Ощутить все девять с половиной дюймов.
— Отлично, месье. — Энн шагнула вперед. Его тело излучало жар. Она решительно взялась за обшитые шелком пуговички на широком поясе. С каждой новой расстегнутой пуговицей открывался все больший покрытый черным волосом участок; темная стрела убегала к низу живота. Под шелком подкладки брюк Энн ощущала его тело: плотное, твердое. Пенис пульсировал и жил своей собственной жизнью.
Затаив дыхание, она приспустила ему брюки на бедра… Ее опалил жар и запах свежего мыла и мужчины,
Майкл оказался прав. Она не готова увидеть настоящего мужчину. Энн встретилась с ним взглядом. Его фиалковые глаза смотрели выжидательно.
— Вы утверждали, что доводили до оргазма всех женщин.
— Непременно.
— Даже если женщина девственница?
— У меня ни разу не было девственницы.
У него ни разу не было девственницы!
А она никогда не знала мужчины.
Если она примет его, то больше не будет такой, какая есть.

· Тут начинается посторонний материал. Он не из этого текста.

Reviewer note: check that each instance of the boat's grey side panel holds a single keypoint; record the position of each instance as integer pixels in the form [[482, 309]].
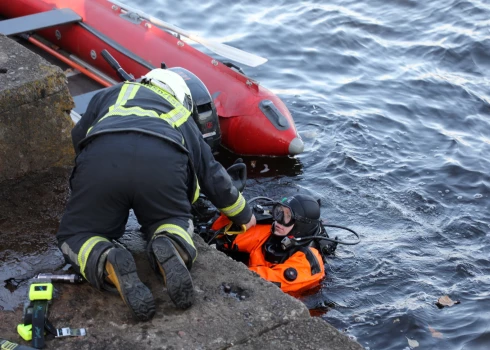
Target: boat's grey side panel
[[82, 101], [38, 21]]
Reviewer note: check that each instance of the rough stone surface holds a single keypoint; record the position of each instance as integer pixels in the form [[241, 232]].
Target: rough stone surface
[[35, 128], [254, 315], [234, 308]]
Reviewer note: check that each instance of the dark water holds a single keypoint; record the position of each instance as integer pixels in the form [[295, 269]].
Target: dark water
[[392, 100]]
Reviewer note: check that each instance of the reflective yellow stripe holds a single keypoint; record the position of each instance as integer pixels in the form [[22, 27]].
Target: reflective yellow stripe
[[128, 91], [176, 117], [84, 252], [235, 208], [176, 230], [196, 194]]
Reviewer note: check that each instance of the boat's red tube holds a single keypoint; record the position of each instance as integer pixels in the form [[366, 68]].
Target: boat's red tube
[[69, 62], [246, 128]]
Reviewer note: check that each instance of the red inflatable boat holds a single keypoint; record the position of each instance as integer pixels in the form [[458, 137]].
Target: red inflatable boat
[[253, 120]]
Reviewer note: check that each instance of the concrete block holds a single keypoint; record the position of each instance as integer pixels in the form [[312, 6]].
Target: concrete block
[[35, 125]]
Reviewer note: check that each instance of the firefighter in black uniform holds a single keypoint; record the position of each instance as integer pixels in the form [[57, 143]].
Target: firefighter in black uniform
[[138, 148]]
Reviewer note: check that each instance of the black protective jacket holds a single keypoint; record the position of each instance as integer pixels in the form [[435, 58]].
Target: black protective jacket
[[212, 178]]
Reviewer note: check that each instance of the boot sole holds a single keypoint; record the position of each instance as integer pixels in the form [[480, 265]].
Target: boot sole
[[135, 294], [176, 276]]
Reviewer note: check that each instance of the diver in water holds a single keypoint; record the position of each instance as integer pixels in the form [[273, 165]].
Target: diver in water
[[286, 251]]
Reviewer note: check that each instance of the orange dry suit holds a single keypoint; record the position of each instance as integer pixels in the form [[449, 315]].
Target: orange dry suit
[[301, 268]]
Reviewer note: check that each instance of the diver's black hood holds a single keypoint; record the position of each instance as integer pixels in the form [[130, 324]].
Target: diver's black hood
[[306, 211]]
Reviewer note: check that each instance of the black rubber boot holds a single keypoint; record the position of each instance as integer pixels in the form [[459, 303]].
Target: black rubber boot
[[121, 271], [176, 276]]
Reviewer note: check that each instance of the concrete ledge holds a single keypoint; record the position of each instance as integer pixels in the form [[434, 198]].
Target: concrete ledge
[[254, 315], [35, 126]]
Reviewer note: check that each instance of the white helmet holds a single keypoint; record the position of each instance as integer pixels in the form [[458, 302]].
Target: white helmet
[[171, 82]]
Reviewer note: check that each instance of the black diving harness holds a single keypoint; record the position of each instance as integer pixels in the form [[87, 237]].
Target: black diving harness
[[291, 241], [264, 216]]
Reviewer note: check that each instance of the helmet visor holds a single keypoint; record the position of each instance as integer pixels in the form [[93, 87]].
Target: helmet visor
[[283, 215]]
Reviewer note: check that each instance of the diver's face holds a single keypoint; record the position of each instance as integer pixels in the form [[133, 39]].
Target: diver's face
[[281, 230], [285, 217]]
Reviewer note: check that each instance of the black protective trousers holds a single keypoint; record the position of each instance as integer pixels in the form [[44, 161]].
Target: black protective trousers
[[115, 173]]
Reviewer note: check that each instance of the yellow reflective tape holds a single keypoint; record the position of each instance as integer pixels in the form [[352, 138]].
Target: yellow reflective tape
[[196, 194], [176, 117], [164, 94], [236, 208], [176, 230], [11, 346], [84, 252]]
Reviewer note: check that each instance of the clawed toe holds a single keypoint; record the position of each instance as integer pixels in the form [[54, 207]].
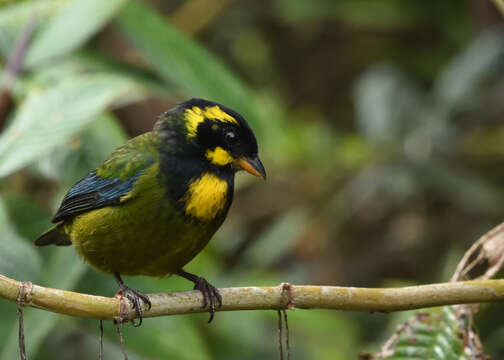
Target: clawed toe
[[210, 293], [135, 297]]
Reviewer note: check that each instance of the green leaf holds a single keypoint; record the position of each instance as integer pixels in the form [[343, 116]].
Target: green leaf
[[14, 17], [432, 335], [459, 81], [72, 160], [71, 27], [18, 258], [179, 59], [47, 118]]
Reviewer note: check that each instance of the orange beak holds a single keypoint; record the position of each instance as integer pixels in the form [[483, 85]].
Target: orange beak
[[252, 166]]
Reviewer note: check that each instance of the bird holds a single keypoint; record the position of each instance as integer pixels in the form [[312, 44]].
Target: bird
[[154, 203]]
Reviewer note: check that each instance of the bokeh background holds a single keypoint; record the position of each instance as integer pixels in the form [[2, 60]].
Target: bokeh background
[[380, 124]]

Энн изо всех сил старалась, чтобы голос не выдал ее нарастающий страх;
— Но если у вас никогда не было девственницы, откуда вы знаете, что способны доставить мне удовольствие?
Спокойно и методично Майкл снова натянул на себя брюки, подошел к кровати, сел и принялся снимать сапоги и чулки. Его ноги были такими же длинными, массивными и смуглыми, как и руки.
Из расстегнутых брюк виднелась мясистая, увитая голубыми прожилками плоть с красноватым, напоминающим садовую сливу кончиком — плотная и тяжелая. Темные волоски испещрили мошонку, отливавшую голубизной вен.